Diving Deep into Deepfake Porn (Part 2 of 3)

By Molly Frances Haines

Trigger Warning: Detailed Discussions of Child Sexual Abuse (CSA), Child Pornography, and Pedophilia as well as Sexual Violence and Sexual Exploitation

Last week, I wrote about the insidious nature of deepfake pornography and how it serves to inflict sexual violence on its victims. Within my post, I explored the emergency of the consequences and exploitation that deepfakes have for the (majority) women affected. However, there is an even more despicable layer to consider when discussing deepfake porn: deepfaked child sexual abuse material (CSAM). NOTE: I am using the term CSAM throughout this article instead of the phrase “child pornography”. For more information on why, click this link here.

Just a quick recap, deepfakes are AI-generated images using synthetically created false likenesses. Deepfakes of children operate in the same way as any other deepfake content: either by generating artificial children or by superimposing a real child’s likeness onto a fake body. As I stated in my previous blog post, deepfake pornography is a form of sexual violence where individuals consume sexually explicit content without the knowledge or consent of the victims used in the images. However, when it comes to deepfakes of children, the emergency surrounding the issues worsens as it opens the doors for real violence against children, and provides affordances for the pedophiles who seek out and create this content.

According to the National Center for Missing & Exploited Children’s CyberTipline, in 2022, online platforms reported almost 32 million reports of suggested child sexual exploitation which contained 88.3 million images, videos, and other files of CSAM and other child exploitation material. According to the CyberTipline reports, these numbers have steadily climbed over the years.

As of right now, there is no reliable data on the number of child deepfakes being created and spread on the internet. However, as AI imagery capabilities and deepfakes continue to evolve, we will surely see a spike in this type of content being circulated and reported online. Perhaps the worst outcome of the rise of deepfake porn is how it expands the already heinous existing market and makes CSAM more available and accessible for pedophiles.

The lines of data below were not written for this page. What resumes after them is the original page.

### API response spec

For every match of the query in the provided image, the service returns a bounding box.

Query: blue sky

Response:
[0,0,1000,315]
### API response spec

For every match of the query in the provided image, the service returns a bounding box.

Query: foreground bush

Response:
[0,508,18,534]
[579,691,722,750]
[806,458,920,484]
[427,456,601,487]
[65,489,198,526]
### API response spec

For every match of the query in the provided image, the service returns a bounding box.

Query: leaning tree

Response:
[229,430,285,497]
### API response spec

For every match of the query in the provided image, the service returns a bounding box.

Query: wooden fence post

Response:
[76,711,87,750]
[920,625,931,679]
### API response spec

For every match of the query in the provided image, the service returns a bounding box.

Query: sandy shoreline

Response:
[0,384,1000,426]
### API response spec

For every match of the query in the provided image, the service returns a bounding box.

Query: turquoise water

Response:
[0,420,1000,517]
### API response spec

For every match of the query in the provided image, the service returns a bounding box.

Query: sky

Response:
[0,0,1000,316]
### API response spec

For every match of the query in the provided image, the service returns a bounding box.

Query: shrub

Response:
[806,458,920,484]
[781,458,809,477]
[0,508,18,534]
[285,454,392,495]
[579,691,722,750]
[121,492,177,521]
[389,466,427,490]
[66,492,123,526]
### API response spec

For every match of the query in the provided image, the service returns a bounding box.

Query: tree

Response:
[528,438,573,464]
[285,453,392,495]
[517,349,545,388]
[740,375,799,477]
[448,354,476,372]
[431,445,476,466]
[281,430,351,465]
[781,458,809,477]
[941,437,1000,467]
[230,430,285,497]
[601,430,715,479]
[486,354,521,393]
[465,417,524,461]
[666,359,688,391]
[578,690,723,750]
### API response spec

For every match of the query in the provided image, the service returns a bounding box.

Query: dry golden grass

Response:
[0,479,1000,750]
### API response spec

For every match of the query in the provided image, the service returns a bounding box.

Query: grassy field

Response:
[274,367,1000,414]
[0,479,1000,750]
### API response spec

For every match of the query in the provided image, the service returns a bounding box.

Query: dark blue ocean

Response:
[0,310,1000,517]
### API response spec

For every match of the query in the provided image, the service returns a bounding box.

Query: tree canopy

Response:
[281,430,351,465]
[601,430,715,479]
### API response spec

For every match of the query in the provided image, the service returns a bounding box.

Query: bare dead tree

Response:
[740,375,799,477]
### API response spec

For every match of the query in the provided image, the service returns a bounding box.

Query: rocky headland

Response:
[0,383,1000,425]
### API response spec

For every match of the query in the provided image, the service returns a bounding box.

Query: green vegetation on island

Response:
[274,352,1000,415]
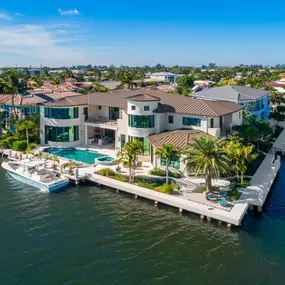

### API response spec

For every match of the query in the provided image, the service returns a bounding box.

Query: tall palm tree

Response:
[51,76,60,88]
[270,92,285,106]
[155,144,180,184]
[224,137,258,182]
[14,117,39,147]
[0,69,28,117]
[183,136,230,193]
[61,68,74,79]
[116,140,143,182]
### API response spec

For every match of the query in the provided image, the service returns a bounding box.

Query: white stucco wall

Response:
[40,106,87,147]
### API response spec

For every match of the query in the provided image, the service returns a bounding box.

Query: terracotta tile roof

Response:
[125,94,161,102]
[89,89,243,117]
[0,94,45,106]
[0,90,88,106]
[43,95,88,107]
[147,130,210,149]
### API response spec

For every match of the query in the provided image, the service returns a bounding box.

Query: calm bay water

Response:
[0,158,285,285]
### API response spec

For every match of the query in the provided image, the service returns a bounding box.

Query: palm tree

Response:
[0,69,28,116]
[116,140,143,182]
[51,76,60,88]
[270,92,285,106]
[183,136,230,193]
[155,144,179,184]
[63,160,79,175]
[61,68,74,79]
[15,117,39,147]
[46,155,60,170]
[224,137,258,182]
[29,76,44,88]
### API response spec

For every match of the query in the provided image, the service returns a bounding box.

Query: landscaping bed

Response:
[98,168,178,194]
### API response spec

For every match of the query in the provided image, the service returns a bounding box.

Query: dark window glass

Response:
[45,107,79,120]
[183,117,201,127]
[160,156,180,169]
[129,136,151,156]
[129,115,154,128]
[45,126,79,143]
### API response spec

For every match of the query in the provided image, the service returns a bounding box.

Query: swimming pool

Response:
[44,147,104,164]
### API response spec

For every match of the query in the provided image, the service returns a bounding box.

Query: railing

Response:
[85,117,117,126]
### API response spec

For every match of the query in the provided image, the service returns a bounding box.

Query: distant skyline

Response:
[0,0,285,67]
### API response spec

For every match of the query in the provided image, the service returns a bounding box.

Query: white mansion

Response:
[0,89,243,168]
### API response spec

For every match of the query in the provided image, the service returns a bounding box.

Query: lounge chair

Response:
[219,200,229,207]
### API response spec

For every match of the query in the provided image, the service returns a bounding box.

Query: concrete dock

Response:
[239,129,285,212]
[88,174,248,226]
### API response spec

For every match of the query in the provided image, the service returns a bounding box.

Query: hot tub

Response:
[95,156,116,165]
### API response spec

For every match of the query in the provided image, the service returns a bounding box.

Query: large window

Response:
[129,115,154,128]
[129,136,150,156]
[160,156,180,169]
[109,107,120,120]
[45,126,79,143]
[183,117,201,127]
[45,107,79,120]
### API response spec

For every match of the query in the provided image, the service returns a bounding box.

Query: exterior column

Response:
[84,125,88,145]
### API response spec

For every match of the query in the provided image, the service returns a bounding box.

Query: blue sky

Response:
[0,0,285,66]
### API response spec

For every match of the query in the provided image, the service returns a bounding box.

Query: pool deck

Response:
[4,129,285,226]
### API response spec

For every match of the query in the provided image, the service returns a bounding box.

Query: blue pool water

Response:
[44,148,104,164]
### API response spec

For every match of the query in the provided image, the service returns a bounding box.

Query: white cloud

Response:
[0,12,13,21]
[56,29,67,35]
[0,25,86,66]
[58,8,80,16]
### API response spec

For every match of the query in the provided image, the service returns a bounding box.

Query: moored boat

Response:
[1,160,69,192]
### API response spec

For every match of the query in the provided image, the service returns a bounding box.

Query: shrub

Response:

Despite the lack of concrete data surrounding these markets, already there have been several cases of pedophiles being arrested and sentenced to jail for the creation of deepfake CSAM. In February of this year, a computer programmer in Spain was arrested after using AI software to create deepfake CSAM based on real child abuse images he already possessed. Additionally, back in April, a man from Quebec was sentenced to eight years in prison for the creation of deepfakes and possession of CSAM.

Judge Benoit Gagnon, who presided over the Quebec case, called this use of deepfake technology “chilling” and wrote that “a simple video excerpt of a child available on social media, or a video of children taken in a public place, could turn them into potential victims of child pornography”. Gagnon continues, stating that these new abuse images encourage the market, and endanger children by “fuelling fantasies that incite sexual offenses against children”. Studies have shown that there is a link between individuals found guilty of possessing or distributing CSAM and those who commit or attempt to commit physical sexual violence against children. In this way, synthetic sexual abuse images open a pathway toward material harm for children.

Further, regarding how these images are created, they are either made by superimposing a real child’s face into sexually illicit material, or they are completely artificially generated. In the former, the problem comes from real children being sexually victimized and exploited. However, the latter form is just as concerning and dangerous because of how AI generates images. A majority of AI imaging software operates by “training” with existing image sets to create more realistic and accurate images based on descriptor sets. This means that pedophiles who are generating this type of content are using existing CSAM to train AI into developing these deepfakes.

One of my more speculative concerns is how AI technology provides affordances to pedophiles. CSAM deepfakes are more difficult to detect compared to other digitally disseminated CSAM. In the case against the man from Quebec, it was brought up that many CSAM images and videos have a “digital fingerprint” which allows law enforcement to identify and track the content. However, at this time, deepfakes do not have that affordance, making it harder to stop the creation and spread of the material.

Additionally, I fear that deepfakes will allow pedophiles to claim ignorance when it comes to possession charges. In the Quebec case, the man was given three years in prison for creating deepfake CSAM but received an additional four and a half years for possession of non-synthetic CSAM. As I mentioned previously, deepfakes are only getting more and more realistic, and soon it will be impossible to tell the difference between a real image and an AI-generated one. This means that convicted pedophiles could argue they didn’t know CSAM in their possession was real and they thought it was just artificially generated content in order to avoid a harsher sentence.

Though deepfake images and videos are artificial, the violence it causes toward children is very, very real. Developments in AI have caused irreparable sexual harm where anyone, even children, can be sexually exploited, and I fear it is too little too late when it comes to ceasing this type of content. In my next post, I will be looking into the current challenges surrounding the prevention of deepfake pornography, noting the gaps in platform regulation and the legal system that allow this content to propagate. In addition, I will also look at the measures that are being taken to put a stop to deepfake pornography as well as the support available for victims of this abuse.